Dulce, Border Angels Outreach Coordinator, works with Morones organizing trips to the US/Mexico border as many as three times per week and sometimes on weekends. Border Angels look to reduce the number of fatalities occurring along the California border through the placement of food, water and clothing at life-saving stations in the desert for migrants who have crossed the border. Dulce speaks about how Border Angels volunteer relief groups collect the shoes they find throughout the Imperial Valley desert while looking for signs of people. “There are different clothes and fabrics we find there, and they are the ones (migrants) wear under their feet so they don’t leave foot prints behind,” Dulce said. “The Border Patrol tracks foot prints and items left behind to find migrants coming through the desert.”
Every Tuesday at 6 pm, Border Angels offers free legal services provided by immigration attorneys at the Border Angels headquarters located at the Sherman Heights Community Center Office, 2258 Island Avenue.

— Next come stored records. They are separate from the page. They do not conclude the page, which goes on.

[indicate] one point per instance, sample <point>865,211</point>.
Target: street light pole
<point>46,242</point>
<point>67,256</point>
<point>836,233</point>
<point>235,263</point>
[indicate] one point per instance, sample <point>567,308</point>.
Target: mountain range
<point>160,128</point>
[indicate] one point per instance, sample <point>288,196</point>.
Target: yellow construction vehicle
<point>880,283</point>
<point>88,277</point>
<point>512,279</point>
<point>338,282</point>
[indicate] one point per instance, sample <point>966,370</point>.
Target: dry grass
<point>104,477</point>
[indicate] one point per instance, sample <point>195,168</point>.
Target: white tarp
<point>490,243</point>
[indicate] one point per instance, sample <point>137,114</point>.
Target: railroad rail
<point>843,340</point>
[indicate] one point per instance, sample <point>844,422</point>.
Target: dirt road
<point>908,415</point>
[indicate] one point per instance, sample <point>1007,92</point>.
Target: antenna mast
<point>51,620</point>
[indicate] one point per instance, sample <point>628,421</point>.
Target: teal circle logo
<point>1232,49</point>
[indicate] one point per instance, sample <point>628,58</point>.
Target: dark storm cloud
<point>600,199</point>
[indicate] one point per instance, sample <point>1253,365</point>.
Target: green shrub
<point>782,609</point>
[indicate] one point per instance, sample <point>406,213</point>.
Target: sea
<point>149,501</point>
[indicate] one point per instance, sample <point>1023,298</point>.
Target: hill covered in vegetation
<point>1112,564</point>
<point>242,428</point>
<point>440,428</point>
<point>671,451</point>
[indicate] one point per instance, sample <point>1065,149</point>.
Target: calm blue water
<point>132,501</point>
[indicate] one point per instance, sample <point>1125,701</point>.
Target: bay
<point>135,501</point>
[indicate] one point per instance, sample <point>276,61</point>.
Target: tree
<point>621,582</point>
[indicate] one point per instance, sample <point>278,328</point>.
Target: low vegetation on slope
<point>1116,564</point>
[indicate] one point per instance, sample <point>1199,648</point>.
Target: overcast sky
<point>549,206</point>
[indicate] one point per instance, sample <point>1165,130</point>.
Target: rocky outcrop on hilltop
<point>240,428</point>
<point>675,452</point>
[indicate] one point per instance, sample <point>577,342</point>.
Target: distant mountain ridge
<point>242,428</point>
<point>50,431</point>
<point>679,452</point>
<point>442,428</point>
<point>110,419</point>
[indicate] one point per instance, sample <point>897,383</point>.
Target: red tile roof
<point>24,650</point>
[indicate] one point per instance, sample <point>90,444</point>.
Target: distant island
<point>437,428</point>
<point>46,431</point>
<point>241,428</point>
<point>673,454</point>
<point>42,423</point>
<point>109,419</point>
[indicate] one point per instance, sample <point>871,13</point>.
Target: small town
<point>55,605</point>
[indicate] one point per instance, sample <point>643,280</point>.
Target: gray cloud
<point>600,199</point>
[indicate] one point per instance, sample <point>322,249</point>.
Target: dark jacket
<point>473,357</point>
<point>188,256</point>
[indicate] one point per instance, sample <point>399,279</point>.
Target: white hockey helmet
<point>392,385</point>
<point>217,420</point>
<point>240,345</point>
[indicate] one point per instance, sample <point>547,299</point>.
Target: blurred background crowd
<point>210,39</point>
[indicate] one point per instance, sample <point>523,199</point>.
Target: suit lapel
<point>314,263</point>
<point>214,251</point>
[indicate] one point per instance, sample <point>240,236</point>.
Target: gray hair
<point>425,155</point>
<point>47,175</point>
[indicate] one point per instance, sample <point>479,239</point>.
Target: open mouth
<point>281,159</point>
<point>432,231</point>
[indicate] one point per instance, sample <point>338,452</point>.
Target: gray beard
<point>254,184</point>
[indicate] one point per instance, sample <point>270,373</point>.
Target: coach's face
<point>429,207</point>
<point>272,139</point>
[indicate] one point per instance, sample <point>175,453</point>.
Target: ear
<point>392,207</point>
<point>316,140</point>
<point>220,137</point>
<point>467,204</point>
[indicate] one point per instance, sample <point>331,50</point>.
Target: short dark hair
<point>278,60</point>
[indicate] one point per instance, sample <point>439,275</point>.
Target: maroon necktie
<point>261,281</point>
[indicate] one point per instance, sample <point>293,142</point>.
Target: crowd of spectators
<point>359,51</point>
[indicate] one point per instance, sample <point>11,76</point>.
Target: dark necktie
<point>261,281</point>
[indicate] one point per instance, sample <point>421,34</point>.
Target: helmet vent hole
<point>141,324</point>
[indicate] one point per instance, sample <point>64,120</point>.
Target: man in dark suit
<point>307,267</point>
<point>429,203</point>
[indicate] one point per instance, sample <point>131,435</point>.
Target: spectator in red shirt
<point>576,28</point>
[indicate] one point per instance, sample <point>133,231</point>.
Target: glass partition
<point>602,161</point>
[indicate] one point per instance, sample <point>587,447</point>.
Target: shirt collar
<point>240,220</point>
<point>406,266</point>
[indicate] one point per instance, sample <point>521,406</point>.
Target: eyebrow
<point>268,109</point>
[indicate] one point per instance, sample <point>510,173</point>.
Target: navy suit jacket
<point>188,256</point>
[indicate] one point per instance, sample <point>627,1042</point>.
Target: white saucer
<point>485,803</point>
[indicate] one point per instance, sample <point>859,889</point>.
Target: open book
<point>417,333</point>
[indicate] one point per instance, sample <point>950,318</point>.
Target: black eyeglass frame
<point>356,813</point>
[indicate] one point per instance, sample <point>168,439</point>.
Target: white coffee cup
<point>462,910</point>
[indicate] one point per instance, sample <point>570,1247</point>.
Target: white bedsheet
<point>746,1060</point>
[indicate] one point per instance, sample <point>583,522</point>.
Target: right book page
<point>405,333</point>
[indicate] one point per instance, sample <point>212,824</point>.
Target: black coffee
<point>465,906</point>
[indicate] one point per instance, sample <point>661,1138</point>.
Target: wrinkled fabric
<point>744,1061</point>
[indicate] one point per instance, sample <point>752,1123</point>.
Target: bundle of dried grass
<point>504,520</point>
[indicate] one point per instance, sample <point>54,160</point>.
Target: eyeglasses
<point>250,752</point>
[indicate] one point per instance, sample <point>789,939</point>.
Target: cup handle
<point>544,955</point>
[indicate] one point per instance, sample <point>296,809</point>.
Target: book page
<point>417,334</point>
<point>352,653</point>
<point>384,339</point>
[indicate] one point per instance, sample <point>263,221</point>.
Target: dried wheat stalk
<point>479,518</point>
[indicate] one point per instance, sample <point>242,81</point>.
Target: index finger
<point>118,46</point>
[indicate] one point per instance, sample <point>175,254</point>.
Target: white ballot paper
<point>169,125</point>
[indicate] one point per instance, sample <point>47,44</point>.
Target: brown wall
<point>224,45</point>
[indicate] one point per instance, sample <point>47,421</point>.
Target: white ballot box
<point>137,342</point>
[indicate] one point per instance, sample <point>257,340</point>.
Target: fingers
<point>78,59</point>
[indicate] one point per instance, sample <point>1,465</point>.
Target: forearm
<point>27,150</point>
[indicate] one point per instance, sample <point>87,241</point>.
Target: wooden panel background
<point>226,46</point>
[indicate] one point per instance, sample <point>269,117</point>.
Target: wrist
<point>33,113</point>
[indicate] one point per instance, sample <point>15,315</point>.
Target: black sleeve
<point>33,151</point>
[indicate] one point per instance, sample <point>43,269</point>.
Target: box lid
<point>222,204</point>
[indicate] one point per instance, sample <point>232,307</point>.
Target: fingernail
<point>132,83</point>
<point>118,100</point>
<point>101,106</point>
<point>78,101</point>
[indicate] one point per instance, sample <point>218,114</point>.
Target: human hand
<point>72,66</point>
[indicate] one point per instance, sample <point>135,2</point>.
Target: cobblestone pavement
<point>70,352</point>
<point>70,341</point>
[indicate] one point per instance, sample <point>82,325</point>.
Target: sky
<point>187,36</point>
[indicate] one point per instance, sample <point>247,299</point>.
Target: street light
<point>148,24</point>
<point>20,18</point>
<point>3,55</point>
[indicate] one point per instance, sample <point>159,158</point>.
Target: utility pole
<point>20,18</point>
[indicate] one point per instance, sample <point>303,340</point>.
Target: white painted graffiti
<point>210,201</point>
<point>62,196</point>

The first Sunday of every month Border Angels facilitates free legal services provided by immigration attorneys at Friendship Park for those who have been deported and can’t cross the border.
“It doesn’t matter where you came from, what language you speak, or the color of your skin,” Dulce says. “Our goal is to have equal rights for everyone.”
Fourteen-year-old City Heights resident Carlos* came to the United States from Mexico when he was 5 years old. As a young child in Mexico, Carlos was unable to receive treatment for his degenerative lung disease. Carlos’ parents decided to bring him to the United States to seek a treatment successful in reversing his disease, which in turn, resulted in saving his life.
Carlos is currently in 10th grade at Hoover High School and has two brothers and a younger sister. Two of Carlos’ siblings were born in the United States, making them U.S. citizens. This fact alone has made it increasingly difficult for Carlos’ parents to return to Mexico, given two of their children would be undocumented regardless of whether they lived in Mexico or the U.S.
Carlos is an active member of Reality Changers, but because of his undocumented status, Carlos has a difficult time accessing services and resources available to peers in his community. Carlos has found Reality Changers as a positive place to reflect on his future and increase his academic options through college readiness and leadership training.
“When my father sees our report cards, he gets happy,” Carlos said. “He knows in his heart that he made the right decision by coming here.”